Il avait été décidé, le 19 mai, qu’un Congrès de la Fédération jurassienne serait tenu quelques jours avant l’ouverture du Congrès général. Ce Congrès se réunit le dimanche 18 août, à la Chaux-de-Fonds, à l’hôtel de l’Ours ; il se composait de délégués des Sections de Genève, de Bienne, de Zürich[2], de Porrentruy, de Saint-Imier, de Sonvillier, de la Chaux-de-Fonds, du Locle, de Neuchâtel, des graveurs et guillocheurs du district de Courtelary, des graveurs et guillocheurs du Locle[3]. Un nombre assez considérable d’adhérents à la Fédération jurassienne assistèrent toute la journée aux travaux du Congrès. Il était venu en particulier de Zurich plusieurs étudiants et étudiantes russes et serbes ; je me rappelle que dans le nombre il y avait Sophie Bardine[4]. Bakounine, qui était délégué de je ne sais plus quelle Section, les avait accompagnés.

Le Congrès manifesta l’entente la plus complète entre tous les assistants. Il décida l’envoi de deux délégués au Congrès de la Haye, qui

  1. Mémoire de la Fédération jurassienne, p. 236.

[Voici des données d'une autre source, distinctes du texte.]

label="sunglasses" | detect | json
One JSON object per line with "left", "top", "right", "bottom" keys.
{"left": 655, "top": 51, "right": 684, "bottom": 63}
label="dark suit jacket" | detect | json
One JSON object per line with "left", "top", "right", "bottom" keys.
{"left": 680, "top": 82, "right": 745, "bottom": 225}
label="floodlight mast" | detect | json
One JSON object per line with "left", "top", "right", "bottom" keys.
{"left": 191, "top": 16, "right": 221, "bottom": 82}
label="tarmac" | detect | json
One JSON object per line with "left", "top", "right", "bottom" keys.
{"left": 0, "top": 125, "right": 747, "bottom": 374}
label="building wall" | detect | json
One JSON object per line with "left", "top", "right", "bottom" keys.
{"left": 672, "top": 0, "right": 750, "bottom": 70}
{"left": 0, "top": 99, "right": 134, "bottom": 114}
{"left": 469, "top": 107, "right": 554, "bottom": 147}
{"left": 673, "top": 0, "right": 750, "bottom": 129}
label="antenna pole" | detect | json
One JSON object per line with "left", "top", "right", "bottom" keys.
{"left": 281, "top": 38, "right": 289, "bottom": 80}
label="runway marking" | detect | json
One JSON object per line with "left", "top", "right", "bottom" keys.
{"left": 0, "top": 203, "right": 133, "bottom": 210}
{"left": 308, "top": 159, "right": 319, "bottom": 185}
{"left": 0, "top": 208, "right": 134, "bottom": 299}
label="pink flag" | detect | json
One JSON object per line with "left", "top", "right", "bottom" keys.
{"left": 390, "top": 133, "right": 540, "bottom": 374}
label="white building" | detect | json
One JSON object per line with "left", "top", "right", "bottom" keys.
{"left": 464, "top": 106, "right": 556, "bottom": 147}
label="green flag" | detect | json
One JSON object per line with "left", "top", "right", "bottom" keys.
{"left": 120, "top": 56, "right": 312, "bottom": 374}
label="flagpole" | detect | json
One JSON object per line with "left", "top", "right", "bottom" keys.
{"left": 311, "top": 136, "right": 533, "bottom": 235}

  2. En août 1872, des étudiants russes et serbes, des deux sexes, constituèrent à Zürich une Section slave : c’est cette Section qui fut représentée au Congrès de la Chaux-de-Fonds.
  3. Les noms des délégués au Congrès ne sont pas indiqués dans le compte-rendu publié par le Bulletin.
  4. À ce moment la colonie slave de Zurich était très préoccupée d’un événement qui eut beaucoup de retentissement : la police zuricoise venait d’arrêter, le 14 août, Netchaïef, qui depuis un certain temps se cachait à Zurich, et dont la retraite avait été dénoncée par un mouchard nommé Stempkowski. On lit dans le calendrier-journal de Bakounine : « Août 14. Nietchaïef arrêté. Arrive Ozerof et femme. — 15. Discussion sur Nietchaïef. Holstein à Berne. Œlsnitz accompagne Ozerof à Berne. — 16. Je vais chez Gustave Vogt pour Nietchaïef. Stempkowski espion. Toursky, revision des papiers Nietchaïef. — 17. Serbes chez moi. Partons à 1 h. 40 avec Russes accompagnés de Serbes pour Chaux-de Fonds. » On sait que Netchaïef fut livré à la Russie par le gouvernement suisse le 27 octobre 1872 ; condamné aux travaux forcés à perpétuité, Il est mort en décembre 1882 dans la forteresse de Pierre et Paul, à Saint-Pétersbourg.